Nintendo geht gegen Pokémon-Karten-Spekulanten vor

Nintendo hat Probleme mit dem Weiterverkauf von Pokémon-Karten anerkannt und plant Gegenmaßnahmen. Das Unternehmen wird mit Plattformen kooperieren und eine angepasste Produktion in Betracht ziehen.

5. Juli 2026
Nintendo geht gegen Pokémon-Karten-Spekulanten vor
Bild ist eine KI-generierte Illustration

TOKIO – Nintendo hat angekündigt, gegen den Weiterverkauf und die Spekulation mit Pokémon-Sammelkarten vorzugehen. Präsident Shuntaro Furukawa bestätigte auf einer Aktionärsversammlung, dass das Unternehmen sich der Problematik bewusst sei und Maßnahmen ergreifen werde.
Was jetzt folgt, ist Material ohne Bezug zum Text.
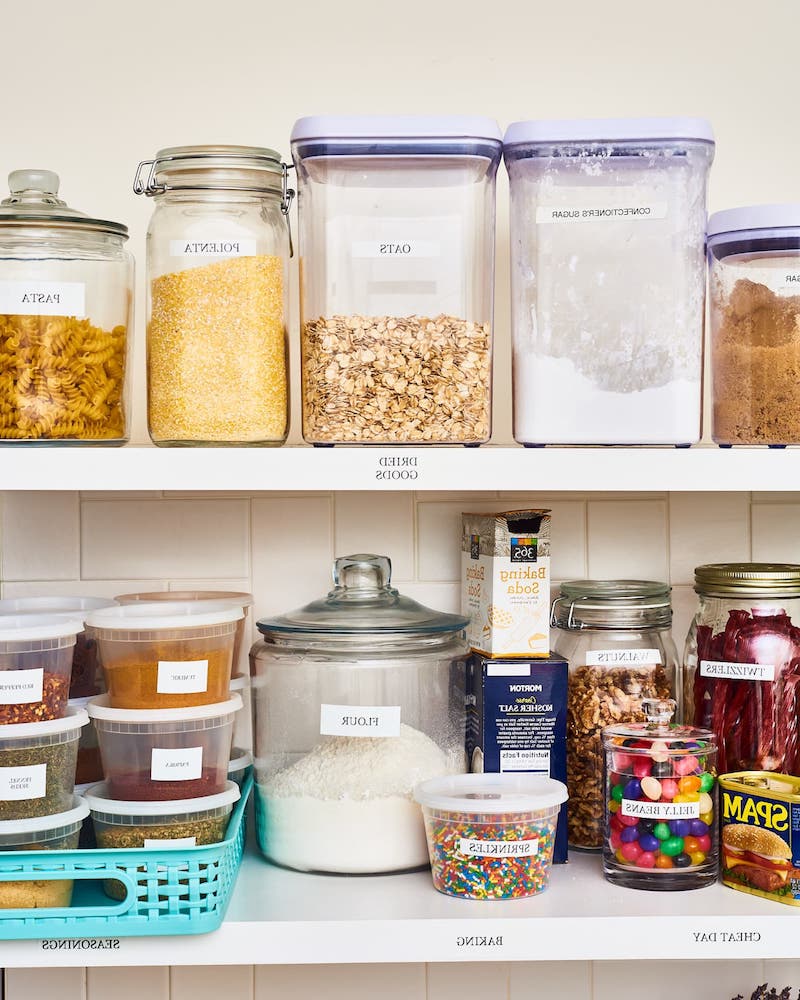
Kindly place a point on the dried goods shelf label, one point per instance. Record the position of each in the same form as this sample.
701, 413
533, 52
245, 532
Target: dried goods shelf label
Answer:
183, 764
43, 298
738, 671
23, 782
21, 687
359, 720
182, 676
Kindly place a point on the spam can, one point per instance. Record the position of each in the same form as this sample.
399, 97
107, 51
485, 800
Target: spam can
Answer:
761, 834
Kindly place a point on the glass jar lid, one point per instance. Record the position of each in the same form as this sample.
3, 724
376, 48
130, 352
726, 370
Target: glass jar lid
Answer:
34, 201
612, 604
362, 603
748, 579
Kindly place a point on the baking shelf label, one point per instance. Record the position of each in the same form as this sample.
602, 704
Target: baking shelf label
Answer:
738, 671
23, 782
43, 298
359, 720
184, 764
182, 676
21, 687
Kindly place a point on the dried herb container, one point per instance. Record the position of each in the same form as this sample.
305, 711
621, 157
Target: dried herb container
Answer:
37, 766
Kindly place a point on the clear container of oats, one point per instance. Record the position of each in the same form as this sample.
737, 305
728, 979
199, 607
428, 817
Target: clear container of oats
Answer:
396, 219
616, 636
217, 251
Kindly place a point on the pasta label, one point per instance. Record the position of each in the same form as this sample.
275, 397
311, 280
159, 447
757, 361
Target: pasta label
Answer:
43, 298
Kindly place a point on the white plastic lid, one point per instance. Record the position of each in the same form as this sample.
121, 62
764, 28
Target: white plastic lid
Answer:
491, 793
396, 127
21, 628
608, 130
98, 708
166, 615
99, 800
732, 220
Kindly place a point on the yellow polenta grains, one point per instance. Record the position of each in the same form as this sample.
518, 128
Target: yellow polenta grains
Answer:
216, 364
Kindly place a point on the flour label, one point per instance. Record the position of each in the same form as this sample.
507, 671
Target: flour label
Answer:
359, 720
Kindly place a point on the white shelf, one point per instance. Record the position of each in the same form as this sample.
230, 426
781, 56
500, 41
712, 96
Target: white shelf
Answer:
374, 468
282, 917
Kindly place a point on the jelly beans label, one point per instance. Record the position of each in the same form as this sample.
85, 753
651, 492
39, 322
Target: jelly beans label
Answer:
21, 687
359, 720
182, 677
660, 810
470, 848
183, 764
23, 782
738, 671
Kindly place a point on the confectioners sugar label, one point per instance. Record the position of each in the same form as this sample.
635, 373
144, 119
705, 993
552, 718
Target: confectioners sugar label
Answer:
183, 764
468, 847
23, 782
659, 810
622, 657
601, 212
738, 671
43, 298
21, 687
182, 676
219, 247
359, 720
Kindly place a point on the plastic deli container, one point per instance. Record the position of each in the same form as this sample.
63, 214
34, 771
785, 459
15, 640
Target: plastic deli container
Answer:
87, 678
177, 753
37, 766
47, 833
236, 599
754, 270
608, 222
490, 836
166, 654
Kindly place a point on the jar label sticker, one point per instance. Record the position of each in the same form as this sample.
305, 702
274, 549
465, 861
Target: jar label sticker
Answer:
182, 676
220, 247
659, 810
738, 671
43, 298
469, 847
601, 212
183, 764
622, 657
21, 687
359, 720
23, 782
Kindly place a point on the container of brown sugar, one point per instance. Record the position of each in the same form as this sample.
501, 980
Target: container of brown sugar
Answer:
754, 263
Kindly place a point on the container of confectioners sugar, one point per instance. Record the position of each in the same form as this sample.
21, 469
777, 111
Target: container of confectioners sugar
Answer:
608, 279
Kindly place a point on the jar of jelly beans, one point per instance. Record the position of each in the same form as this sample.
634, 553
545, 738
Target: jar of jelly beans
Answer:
660, 803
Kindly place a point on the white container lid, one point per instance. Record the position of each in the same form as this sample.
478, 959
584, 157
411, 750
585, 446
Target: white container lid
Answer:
21, 628
396, 127
491, 793
608, 130
733, 220
98, 708
165, 615
99, 800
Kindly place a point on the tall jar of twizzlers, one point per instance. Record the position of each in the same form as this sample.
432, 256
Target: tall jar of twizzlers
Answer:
616, 636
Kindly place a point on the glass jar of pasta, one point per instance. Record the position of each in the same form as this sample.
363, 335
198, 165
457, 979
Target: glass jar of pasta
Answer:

Laut Furukawa wird Nintendo die Zusammenarbeit mit Handelsplattformen verstärken und eine bedarfsgerechte Produktion prüfen, um die Nachfrage besser zu decken. In Japan sind bei Online-Verlosungen für Karten bereits offizielle Ausweispapiere erforderlich, was auf strengere Identifizierungsprozesse hindeutet.

Seit Beginn der COVID-19-Pandemie ist die Nachfrage nach Sammelobjekten stark gestiegen, insbesondere bei Pokémon-Karten. Dies hat zu Engpässen und stark überhöhten Preisen auf dem Sekundärmarkt geführt. "Huangniu" (eine Bezeichnung für Spekulanten, besonders in China) kaufen große Mengen auf, um sie zu deutlich höheren Preisen weiterzuverkaufen.

Dieser Hype hat zu Berichten über organisierte Beschaffung und Preistreiberei geführt und in einigen Fällen sogar zu kriminellen Aktivitäten. Nintendo strebt danach, die Marktordnung wiederherzustellen und sicherzustellen, dass normale Spieler Zugang zu den begehrten Karten erhalten.